The person spoke on condition of anonymity because MLB plans an official announcement on Wednesday, USA Today reported.

Josh Gibson, one of the greatest sluggers in the history of the Negro Leagues, will become MLB’s new all-time career leader in batting average at .372, moving ahead of Ty Cobb, USA Today reported. Gibson will also supplant Babe Ruth as the career leader in slugging percentage (.718) and On-base Plus Slugging (1.177), according to USA Today.

“When you hear Josh Gibson’s name now, it’s not just that he was the greatest player in the Negro Leagues,” Sean Gibson, Gibson’s great grandson, told USA Today Sports, “but one of the greatest of all time. These aren’t just Negro League stats. They’re major-league baseball stats.”

“This means so much for not only the Josh Gibson family, but representing the 2,300 men in the Negro Leagues who didn’t get the opportunity to play [in the Major Leagues],” he said.

CNN has sought comment from MLB.

The catcher was inducted into the National Baseball Hall of Fame in 1972. Gibson’s Baseball Hall of Fame plaque – he’s one of 35 Negro League stars enshrined in Cooperstown – says he “hit almost 800 home runs in league and independent baseball” during his 17-year career. But the majority of those homers came not in league-sanctioned games (about 50 to 75 per season) but in exhibitions played against former big leaguers and white semi-pro teams.

This comes about three and a half years after MLB recognized Negro Leagues as its equivalent and counted the statistics and records of thousands of Black players who played in the Negro Leagues from 1920 to the late 1940s. Even though that recognition happened in December 2020, MLB at the time said it needed time to review how that recognition would affect MLB record books, in part because some statistics were still being compiled and because MLB needed to sort league-sanctioned games from exhibitions.

“Many people have heard of Martin Dihigo and Josh Gibson and Satchel Paige. But what about the thousands of other men who played in the Negro Leagues from 1920 to 1948? They’re being recognized finally as major league caliber ballplayers,” Scott Simkus, one of the researchers credited by MLB with compiling and constructing the Seamheads Negro Leagues Database, said at the time. “Their statistical records, their careers are going to be considered equal to anybody who had played in the National League or American League during that period of time.”

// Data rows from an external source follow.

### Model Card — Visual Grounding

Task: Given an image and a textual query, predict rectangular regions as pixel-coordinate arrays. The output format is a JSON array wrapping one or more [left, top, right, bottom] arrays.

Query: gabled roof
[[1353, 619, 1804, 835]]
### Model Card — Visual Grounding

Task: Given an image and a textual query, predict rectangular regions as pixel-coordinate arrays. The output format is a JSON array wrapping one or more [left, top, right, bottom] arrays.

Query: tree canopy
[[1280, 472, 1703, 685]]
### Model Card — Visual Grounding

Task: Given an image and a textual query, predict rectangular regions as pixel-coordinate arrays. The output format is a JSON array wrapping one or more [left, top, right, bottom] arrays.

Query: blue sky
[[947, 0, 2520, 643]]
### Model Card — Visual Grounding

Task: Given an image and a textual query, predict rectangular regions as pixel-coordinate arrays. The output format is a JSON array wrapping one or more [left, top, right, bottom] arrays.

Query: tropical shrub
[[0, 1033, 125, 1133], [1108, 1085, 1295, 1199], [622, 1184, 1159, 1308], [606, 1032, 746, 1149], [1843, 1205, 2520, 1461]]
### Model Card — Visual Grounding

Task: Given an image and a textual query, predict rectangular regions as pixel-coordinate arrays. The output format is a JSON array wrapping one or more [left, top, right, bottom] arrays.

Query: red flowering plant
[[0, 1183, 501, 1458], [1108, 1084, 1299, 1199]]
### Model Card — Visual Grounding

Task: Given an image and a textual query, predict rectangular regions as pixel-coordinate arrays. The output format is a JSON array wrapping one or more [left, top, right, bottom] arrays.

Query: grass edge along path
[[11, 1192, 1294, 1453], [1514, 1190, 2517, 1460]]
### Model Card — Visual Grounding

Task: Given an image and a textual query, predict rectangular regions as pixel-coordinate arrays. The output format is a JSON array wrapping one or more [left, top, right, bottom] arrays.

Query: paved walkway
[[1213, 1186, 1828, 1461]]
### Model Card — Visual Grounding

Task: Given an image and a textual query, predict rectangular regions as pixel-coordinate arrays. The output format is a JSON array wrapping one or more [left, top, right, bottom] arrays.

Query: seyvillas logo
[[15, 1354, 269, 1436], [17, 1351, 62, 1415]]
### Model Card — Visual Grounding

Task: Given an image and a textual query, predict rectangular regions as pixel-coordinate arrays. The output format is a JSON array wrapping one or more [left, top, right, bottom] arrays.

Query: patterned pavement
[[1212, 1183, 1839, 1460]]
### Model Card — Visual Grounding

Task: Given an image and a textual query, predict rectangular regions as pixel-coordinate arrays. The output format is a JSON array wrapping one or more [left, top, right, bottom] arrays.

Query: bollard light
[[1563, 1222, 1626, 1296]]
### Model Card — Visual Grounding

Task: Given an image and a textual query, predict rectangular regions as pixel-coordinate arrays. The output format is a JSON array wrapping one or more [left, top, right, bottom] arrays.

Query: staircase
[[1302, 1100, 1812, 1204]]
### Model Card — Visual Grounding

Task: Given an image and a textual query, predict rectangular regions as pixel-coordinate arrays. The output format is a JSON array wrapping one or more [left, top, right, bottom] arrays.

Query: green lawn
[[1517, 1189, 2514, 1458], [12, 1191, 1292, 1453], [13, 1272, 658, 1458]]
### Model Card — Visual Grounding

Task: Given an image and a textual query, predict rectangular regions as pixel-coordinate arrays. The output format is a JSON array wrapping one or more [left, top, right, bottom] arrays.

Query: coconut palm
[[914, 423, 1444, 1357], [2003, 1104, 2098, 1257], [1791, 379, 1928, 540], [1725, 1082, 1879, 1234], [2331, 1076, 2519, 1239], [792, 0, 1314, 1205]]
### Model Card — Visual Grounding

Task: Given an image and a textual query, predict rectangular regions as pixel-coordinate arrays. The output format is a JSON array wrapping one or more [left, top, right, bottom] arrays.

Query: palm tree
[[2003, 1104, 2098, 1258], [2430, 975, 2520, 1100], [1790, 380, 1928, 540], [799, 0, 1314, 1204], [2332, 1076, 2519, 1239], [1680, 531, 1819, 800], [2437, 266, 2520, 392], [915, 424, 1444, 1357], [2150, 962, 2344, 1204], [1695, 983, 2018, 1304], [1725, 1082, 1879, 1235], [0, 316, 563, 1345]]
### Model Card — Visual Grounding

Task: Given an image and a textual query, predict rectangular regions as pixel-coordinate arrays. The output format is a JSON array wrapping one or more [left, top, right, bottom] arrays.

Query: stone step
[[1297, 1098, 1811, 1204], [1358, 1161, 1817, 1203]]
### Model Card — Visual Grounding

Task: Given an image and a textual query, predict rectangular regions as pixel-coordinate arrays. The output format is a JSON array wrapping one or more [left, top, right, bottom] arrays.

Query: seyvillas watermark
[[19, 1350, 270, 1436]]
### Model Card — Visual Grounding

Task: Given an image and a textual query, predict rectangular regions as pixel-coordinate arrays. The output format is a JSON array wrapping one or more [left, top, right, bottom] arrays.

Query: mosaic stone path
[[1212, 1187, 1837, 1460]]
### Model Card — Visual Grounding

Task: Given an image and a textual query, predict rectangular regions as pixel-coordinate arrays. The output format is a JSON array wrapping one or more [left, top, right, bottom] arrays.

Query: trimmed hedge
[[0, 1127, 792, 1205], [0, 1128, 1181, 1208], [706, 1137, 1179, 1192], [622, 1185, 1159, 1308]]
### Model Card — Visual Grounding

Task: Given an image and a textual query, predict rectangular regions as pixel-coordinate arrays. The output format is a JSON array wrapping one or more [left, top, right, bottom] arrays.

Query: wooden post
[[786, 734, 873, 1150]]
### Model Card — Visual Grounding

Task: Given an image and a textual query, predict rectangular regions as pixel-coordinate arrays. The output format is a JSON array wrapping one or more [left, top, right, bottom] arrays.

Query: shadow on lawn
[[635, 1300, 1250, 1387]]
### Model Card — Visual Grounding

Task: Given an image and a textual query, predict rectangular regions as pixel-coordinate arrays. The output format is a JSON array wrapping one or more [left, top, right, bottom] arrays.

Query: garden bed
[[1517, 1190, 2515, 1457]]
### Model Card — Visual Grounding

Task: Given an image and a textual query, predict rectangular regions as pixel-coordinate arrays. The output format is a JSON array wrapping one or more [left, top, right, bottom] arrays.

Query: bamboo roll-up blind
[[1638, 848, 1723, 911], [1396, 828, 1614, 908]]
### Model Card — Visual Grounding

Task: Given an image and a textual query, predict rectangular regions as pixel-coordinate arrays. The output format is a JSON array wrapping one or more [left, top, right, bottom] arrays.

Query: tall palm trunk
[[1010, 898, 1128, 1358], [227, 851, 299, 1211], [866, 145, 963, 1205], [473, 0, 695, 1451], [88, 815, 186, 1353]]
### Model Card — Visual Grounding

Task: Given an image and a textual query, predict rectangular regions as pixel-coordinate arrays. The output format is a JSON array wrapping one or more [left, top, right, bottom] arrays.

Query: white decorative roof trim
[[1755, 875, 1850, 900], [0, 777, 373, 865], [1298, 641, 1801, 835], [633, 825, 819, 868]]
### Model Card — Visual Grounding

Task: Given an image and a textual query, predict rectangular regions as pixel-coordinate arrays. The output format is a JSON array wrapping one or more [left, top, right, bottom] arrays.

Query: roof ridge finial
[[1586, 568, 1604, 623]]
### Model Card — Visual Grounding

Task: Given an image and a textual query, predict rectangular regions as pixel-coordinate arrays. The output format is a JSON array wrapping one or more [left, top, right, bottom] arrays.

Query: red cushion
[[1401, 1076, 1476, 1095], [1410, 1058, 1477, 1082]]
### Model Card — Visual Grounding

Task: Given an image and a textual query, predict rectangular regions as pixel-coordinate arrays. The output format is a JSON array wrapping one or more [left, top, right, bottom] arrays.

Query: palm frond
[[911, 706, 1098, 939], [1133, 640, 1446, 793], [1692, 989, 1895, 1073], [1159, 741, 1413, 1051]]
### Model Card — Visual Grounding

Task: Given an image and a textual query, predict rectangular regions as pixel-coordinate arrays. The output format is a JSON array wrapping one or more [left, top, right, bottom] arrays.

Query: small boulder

MLB in 2020 said it was “correcting a longtime oversight” by elevating the status of the Negro Leagues — which consisted of seven leagues and about 3,400 Black and Latino players from 1920 to 1948.

“It’s sad this great history has been kept from them,” Larry Lester, co-founder of the Negro Leagues Baseball Museum in Kansas City, said at the time.

Bob Kendrick, president of the Negro Leagues Baseball Museum, had said the recognition “serves as historical validation for those who had been shunned from the Major Leagues and had the foresight and courage to create their own league that helped change the game and our country, too.”